Discussion in 'Article Discussion' started by bit-tech, 11 Dec 2020.
Surely the most useless card of this generation, mainly because of the hard power limit set by AMD which will severely hinder any overclocking.
Dunno about that - for someone who wants a really quiet card, but isn't prepared to either mod their own AIO in to to make a custom loop, this will do the job (in a rather expensive way, mind)
Sledgehammer to drive in a nail comes to mind.
the limit is 3Ghz, significantly higher than default clocks, the 6800XT version get another 11% fps, so if priced reasonably would make this stronger more often than the 3090, I'd want to buy a stock variant though and plumb one into my own setup but its a nice option for those with water setups.
I've been water cooling GPUs ever since the 1080Ti (well, Titan XP). Basically when the blower became incapable of cooling the card and offering any overclock. I've had a few cards since then on water, and the difference is huge. Sure, very high end air coolers may do a better job than that blower and offer overclocking but they also make noise. Depending on those overclocks noise and heat. I have what I consider to be a very quiet 2070 Super and the cooler on it doesn't have a huge job to do.

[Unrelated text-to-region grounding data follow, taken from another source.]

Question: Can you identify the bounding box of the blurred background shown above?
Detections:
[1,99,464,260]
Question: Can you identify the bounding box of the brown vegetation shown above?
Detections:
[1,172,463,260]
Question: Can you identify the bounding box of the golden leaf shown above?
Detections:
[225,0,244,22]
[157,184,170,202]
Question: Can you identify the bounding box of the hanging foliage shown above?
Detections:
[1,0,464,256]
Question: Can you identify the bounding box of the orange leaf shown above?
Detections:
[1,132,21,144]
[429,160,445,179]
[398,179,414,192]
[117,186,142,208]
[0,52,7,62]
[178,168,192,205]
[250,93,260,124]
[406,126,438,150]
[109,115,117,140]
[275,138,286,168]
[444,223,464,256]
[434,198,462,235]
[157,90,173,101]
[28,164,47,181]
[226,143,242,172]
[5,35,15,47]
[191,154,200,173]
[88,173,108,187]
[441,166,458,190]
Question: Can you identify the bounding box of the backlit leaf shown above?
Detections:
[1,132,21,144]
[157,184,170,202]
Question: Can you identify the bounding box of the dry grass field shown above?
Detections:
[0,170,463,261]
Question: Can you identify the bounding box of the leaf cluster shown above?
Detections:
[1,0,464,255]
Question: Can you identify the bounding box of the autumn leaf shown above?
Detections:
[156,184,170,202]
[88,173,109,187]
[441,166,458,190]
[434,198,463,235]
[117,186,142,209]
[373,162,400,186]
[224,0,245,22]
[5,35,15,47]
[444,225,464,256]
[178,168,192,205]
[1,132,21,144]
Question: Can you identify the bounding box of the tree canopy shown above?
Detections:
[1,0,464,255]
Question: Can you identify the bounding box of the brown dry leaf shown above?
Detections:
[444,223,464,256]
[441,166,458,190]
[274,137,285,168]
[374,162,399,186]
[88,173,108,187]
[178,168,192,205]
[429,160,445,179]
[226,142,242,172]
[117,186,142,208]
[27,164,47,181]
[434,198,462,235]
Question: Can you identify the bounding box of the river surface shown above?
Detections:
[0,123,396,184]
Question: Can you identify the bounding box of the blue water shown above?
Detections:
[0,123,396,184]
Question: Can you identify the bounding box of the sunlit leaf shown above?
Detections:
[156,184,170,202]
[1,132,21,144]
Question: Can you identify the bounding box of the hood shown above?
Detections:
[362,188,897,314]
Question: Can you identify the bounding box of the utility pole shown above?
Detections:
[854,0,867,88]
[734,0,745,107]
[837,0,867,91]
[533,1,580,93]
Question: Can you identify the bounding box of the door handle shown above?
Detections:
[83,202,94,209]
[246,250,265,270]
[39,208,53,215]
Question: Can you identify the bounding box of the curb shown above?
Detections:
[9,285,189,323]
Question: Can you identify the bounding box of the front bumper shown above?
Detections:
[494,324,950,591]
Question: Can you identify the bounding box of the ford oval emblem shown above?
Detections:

I mean the die is totally mingy.
However with the rest of the rig under water I soon notice that GPU spin up into life and start whirring. And of course the 70 odd degree temps. I have only bought one card that I have not put under water in about 5 years and that is this.
Which also has a 240mm AIO on and I can tell you 2150mhz at 44c max is much better than the die constantly running at twice that heat and all of the noise involved. My fans are simply set to 7v like the rest in the rig and that sound profile never changes.
I guess it's the same question of "Is water cooling worth it?". Yes, yes it is. Especially on a GPU, the single most hottest component in your PC.
To my mind you get better value out of sticking an AIO on a GPU than a CPU since you get direct-die contact, and also the die is really big. I put a little 120mm one on an RX 480 because my case layout was peculiar (and the regular cooler was shockingly bad) and it was kept ~silent at 60 degrees. Feels to me like the difference with a moderate air cooler on a CPU and an AIO isn't so much.